Robotics industry leaders point out that advances in military, transportation, medical, and other non-manufacturing robotics applications, where research and development investments are justified by dramatic potential benefits, will provide the technologies to advance future generations of robots for application in manufacturing. Industrial robots will trail in technology development, adopting advanced technology as it is proven to be reliable and cost effective; autonomous mobile systems for military applications represent the forefront of robotics research.

A variety of potential UGV applications to land operations can increase mission performance, combat effectiveness, and personnel safety. These include detection, neutralization, and breaching of minefields and other obstacles; RSTA; UXO clearance; EOD; physical security; logistics; fire-fighting; urban warfare; weapons employment; and operations in contaminated and other denied areas. The threat of encountering chemical and biological weapons in Third World conflicts continues.

The M60 Panther and the Mini-Flail prototype mine proofing systems continue to be used with great success in Bosnia and Kosovo, and have resulted in additional procurement orders for six more Mini-Flails and the fielding of Abrams Panther, based upon an M1-IP (Initial Production) chassis in 2002. The RONS has been fielded by each of the Services, and is undergoing development of upgrades via a Continuous Improvement Program (CIP). Operation Enduring Freedom has resulted in an additional United States Air Force (USAF) requirement for 30 RONS. The Air Force is using the All-Purpose Remote Transport System (ARTS) overseas for force protection and homeland defense in Operations Enduring Freedom and Iraqi Freedom. Twenty-three units have been fielded with an additional procurement order for 39 more units resulting in full operational capability in late FY05 with the fielding of 62 ARTS.
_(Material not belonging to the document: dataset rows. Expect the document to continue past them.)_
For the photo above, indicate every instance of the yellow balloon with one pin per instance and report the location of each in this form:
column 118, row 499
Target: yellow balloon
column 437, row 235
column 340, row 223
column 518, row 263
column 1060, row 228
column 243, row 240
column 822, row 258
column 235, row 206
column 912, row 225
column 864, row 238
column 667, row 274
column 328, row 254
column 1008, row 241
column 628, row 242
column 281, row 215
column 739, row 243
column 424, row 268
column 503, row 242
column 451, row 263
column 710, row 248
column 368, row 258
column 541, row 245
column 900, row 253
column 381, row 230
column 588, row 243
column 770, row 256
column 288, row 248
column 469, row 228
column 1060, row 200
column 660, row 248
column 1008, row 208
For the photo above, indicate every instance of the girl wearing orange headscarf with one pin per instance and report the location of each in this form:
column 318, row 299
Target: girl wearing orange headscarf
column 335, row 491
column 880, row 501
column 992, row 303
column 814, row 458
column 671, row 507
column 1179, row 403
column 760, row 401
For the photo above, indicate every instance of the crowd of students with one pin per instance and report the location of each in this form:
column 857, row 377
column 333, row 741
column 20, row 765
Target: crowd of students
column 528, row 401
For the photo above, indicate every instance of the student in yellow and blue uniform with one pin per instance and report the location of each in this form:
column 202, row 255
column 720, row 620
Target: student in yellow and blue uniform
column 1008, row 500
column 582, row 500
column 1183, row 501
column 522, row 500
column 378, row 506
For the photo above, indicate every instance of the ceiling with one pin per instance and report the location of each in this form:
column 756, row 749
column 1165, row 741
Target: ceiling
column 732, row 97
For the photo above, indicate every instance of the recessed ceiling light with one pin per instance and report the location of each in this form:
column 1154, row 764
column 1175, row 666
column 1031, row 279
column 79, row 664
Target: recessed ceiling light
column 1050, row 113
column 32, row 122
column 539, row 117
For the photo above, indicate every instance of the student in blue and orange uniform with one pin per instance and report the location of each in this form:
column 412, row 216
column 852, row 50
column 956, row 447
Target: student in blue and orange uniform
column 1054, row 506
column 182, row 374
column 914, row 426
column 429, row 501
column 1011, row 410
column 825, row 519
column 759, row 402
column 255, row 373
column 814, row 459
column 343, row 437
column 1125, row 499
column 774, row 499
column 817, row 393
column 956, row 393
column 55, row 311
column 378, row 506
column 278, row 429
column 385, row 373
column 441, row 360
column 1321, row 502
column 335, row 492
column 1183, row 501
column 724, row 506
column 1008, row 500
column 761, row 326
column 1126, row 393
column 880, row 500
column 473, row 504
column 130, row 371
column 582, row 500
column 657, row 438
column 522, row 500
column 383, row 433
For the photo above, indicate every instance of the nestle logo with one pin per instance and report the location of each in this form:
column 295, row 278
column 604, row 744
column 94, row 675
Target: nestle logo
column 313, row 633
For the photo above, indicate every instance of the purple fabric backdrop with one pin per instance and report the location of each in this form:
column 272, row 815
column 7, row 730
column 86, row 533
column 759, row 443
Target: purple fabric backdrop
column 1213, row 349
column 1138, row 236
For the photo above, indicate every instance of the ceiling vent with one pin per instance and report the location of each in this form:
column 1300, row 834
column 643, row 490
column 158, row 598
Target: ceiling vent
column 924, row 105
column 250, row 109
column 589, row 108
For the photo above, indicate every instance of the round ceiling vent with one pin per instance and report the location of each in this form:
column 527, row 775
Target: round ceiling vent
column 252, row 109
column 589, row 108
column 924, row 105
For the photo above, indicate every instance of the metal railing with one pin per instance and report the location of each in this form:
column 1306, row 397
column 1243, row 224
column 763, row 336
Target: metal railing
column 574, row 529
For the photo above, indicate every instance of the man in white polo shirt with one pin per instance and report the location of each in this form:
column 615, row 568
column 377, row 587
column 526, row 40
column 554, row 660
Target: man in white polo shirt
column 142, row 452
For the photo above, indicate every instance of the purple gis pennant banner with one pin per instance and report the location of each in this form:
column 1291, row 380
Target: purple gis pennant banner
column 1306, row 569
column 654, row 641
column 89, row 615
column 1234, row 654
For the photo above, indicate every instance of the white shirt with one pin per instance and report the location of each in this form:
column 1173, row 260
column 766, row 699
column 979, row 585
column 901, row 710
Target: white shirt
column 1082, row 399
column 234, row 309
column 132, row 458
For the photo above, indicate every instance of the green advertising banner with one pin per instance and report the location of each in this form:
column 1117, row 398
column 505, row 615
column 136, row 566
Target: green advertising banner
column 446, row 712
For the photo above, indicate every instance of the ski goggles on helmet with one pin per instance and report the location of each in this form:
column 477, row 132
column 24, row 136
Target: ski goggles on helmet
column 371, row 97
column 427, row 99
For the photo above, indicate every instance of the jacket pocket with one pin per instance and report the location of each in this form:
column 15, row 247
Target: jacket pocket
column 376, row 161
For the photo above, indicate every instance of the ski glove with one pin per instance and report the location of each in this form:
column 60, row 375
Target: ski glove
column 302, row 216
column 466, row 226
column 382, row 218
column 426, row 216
Requirements for these and other UGV systems have been and are being generated. An example is the emerging Marine Corps requirement for the UGV currently named Gladiator. In response to the maturation of JRP developments and requirements, OSD established an Engineering and Manufacturing Development (EMD) program element (PE 0604709D) in FY97, to continue formal acquisition programs.

Twentyyears later, the Defense Advanced Research Projects Agency (DARPA) had a Collaborative Operations in Denied Environment (CODE) program focused on developing software that allows groups of drones to work in teams. DARPA's CODE program aims to overcome these limitations with new algorithms and software for existing unmanned aircraft that would extend mission capabilities and improve US forces' ability to conduct operations in denied or contested airspace. CODE researchers seek to create a modular software architecture beyond the current state of the art that is resilient to bandwidth limitations and communications disruptions yet compatible with existing standards and amenable to affordable retrofit into existing platforms."

According to Paul Scharre, author of "Army of None: Autonomous Weapons and the Future of War," the purpose of CODE is not to develop autonomous weapons, but rather to adapt to "a world where we'll have groups of robots operating collaboratively together under one person in supervisory control. The program manager has compared it to wolves hunting in coordinated packs."

In 2015, the Institute for the Future of Life in the United States issued an open letter signed by more than 16,000 people, warning that an artificial intelligence-based combat system would pose a threat to civilians and may trigger an arms race, which would eventually cause fatal consequences for humans. It is worth noting that among the signatories are American entrepreneur, SpaceX and Tesla founder Elon Musk, British astrophysicist Stephen Hawking (1942-2018) and American philosopher Noam Chomsky. In August 2017, Musk, together with about 100 developers in the field of robotics and artificial intelligence systems, submitted a petition to the United Nations calling for a total ban on the development and testing of autonomous offensive weapons.